The wise former Chief Rabbi Jonathan Sacks starts this book with the stark sentence, “When Religion turns men to murderers, God weeps”. He goes on to highlight that despite predictions of continuing secularisation the twenty-first century has witnessed a surge of religious extremism and violence in the name of God.
In this powerful book, Jonathan Sacks explores the roots of violence and its relationship to religion, focusing on the historic tensions between the three Abrahamic faiths, Judaism, Christianity and Islam.
Drawing on arguments from evolutionary psychology, game theory, history, philosophy, ethics and theology, Sacks shows how a tendency to violence can subvert even the most compassionate of religions. Through a close reading of the biblical texts at the heart of the Abrahamic faiths, Sacks then challenges those who claim that religion is intrinsically a cause of violence, and argues that theology must become part of the solution if it is not to remain at the heart of the problem.

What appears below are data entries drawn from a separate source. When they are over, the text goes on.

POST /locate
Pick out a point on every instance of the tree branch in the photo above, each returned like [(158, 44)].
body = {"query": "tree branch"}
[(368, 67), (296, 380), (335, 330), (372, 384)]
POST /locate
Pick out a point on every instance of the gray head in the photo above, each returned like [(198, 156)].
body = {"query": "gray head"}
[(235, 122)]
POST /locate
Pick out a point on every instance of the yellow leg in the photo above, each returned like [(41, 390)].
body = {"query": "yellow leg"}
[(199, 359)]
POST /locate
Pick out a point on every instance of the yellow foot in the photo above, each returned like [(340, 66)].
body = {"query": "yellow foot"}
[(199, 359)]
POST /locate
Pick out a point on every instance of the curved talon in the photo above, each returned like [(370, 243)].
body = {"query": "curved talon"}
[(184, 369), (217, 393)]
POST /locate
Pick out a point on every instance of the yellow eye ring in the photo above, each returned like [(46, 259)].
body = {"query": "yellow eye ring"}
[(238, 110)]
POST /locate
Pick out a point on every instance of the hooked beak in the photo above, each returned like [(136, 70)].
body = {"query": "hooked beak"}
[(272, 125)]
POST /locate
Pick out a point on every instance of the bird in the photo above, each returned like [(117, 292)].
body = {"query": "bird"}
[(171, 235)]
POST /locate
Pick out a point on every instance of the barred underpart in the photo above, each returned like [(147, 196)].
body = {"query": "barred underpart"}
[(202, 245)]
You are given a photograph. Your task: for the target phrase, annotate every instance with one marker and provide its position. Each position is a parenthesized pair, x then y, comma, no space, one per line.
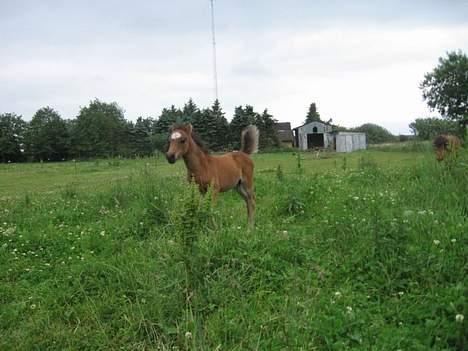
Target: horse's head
(440,145)
(179,142)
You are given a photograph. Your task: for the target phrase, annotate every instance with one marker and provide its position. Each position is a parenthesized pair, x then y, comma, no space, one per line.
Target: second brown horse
(233,170)
(446,144)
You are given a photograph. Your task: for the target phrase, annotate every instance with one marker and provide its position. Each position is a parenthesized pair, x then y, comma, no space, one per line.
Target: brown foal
(446,144)
(221,173)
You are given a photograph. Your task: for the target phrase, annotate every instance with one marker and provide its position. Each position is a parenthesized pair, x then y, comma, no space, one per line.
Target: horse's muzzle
(170,158)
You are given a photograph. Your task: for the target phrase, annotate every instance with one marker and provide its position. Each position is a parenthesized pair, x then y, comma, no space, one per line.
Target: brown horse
(446,144)
(222,173)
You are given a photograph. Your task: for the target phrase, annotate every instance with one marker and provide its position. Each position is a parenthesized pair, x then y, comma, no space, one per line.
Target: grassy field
(366,251)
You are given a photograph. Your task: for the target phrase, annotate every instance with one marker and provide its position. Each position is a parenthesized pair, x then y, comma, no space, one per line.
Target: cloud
(360,62)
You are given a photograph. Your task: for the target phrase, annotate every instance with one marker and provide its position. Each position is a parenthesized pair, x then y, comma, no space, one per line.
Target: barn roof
(320,122)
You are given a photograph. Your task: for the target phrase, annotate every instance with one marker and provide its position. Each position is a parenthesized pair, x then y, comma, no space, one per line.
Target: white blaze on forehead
(176,135)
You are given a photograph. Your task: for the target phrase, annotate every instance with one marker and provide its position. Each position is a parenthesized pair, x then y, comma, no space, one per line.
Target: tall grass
(348,258)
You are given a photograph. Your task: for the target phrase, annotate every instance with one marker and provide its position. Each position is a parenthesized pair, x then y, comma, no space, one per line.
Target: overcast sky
(359,61)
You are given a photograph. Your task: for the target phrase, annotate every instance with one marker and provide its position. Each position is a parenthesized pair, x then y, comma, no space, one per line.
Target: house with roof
(284,132)
(320,135)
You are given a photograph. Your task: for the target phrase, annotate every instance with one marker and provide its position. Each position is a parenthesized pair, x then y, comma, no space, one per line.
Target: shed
(350,141)
(321,135)
(284,132)
(313,135)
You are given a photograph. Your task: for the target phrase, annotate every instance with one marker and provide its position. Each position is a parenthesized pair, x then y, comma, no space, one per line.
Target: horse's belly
(228,174)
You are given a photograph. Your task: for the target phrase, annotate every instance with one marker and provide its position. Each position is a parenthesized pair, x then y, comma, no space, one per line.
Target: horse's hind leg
(245,189)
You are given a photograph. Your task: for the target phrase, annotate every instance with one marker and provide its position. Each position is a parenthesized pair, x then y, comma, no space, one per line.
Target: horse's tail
(249,140)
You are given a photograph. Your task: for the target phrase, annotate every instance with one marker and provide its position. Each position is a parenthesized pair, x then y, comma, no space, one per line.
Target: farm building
(321,135)
(349,141)
(284,132)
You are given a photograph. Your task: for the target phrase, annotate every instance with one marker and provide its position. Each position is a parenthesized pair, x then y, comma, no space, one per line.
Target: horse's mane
(195,137)
(440,141)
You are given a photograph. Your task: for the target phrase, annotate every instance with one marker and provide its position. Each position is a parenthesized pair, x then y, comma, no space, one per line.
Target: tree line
(101,130)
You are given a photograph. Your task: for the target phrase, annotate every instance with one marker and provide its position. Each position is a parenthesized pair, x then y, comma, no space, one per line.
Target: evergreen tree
(211,126)
(266,126)
(141,137)
(47,137)
(242,118)
(312,115)
(166,120)
(189,112)
(12,128)
(221,127)
(101,130)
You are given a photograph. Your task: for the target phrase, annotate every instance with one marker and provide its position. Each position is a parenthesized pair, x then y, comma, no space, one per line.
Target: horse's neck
(195,160)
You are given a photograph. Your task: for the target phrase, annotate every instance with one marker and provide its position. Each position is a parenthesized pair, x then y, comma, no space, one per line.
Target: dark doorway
(315,140)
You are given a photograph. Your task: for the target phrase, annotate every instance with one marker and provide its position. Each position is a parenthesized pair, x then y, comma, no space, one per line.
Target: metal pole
(215,73)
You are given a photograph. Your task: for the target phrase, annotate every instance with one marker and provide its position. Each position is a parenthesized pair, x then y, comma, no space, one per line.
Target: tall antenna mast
(215,72)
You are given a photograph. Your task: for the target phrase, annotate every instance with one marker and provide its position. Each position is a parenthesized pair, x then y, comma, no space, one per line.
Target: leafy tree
(266,126)
(47,137)
(12,128)
(375,133)
(428,128)
(445,89)
(312,115)
(101,130)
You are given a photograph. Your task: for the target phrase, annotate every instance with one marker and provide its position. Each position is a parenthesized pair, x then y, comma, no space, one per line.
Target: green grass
(365,251)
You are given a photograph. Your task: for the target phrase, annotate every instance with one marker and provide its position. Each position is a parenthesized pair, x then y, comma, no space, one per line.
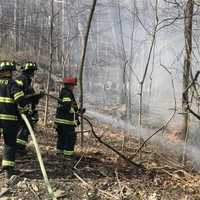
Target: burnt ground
(100,174)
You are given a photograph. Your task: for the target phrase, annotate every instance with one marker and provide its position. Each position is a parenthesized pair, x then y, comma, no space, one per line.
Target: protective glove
(23,110)
(34,116)
(81,111)
(34,97)
(78,122)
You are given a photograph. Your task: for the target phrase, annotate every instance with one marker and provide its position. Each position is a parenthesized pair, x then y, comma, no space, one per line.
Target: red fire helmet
(70,80)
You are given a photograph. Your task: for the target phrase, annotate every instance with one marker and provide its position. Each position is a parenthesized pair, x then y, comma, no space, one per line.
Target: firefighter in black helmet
(24,82)
(66,118)
(11,100)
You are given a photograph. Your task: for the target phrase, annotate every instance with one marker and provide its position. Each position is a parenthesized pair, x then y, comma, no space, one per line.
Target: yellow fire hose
(51,193)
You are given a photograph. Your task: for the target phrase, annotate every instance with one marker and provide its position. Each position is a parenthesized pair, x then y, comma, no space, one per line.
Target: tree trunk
(186,67)
(51,62)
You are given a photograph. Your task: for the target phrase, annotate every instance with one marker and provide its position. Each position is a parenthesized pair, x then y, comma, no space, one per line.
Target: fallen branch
(99,138)
(110,147)
(51,193)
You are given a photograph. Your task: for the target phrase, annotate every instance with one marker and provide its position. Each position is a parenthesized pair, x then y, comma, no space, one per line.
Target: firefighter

Sacks believes that for the sake of humanity and the free world, the time has come for people of all faiths and none to stand together and declare: Not in God’s Name.
In this eye and heart opening book Jonathan Sacks will encourage us as Christians to take part in debate and peace making both near and far, with compassion, wisdom and holy fear. It is well written, full of interest and challenge to individuals, the church at large, and society.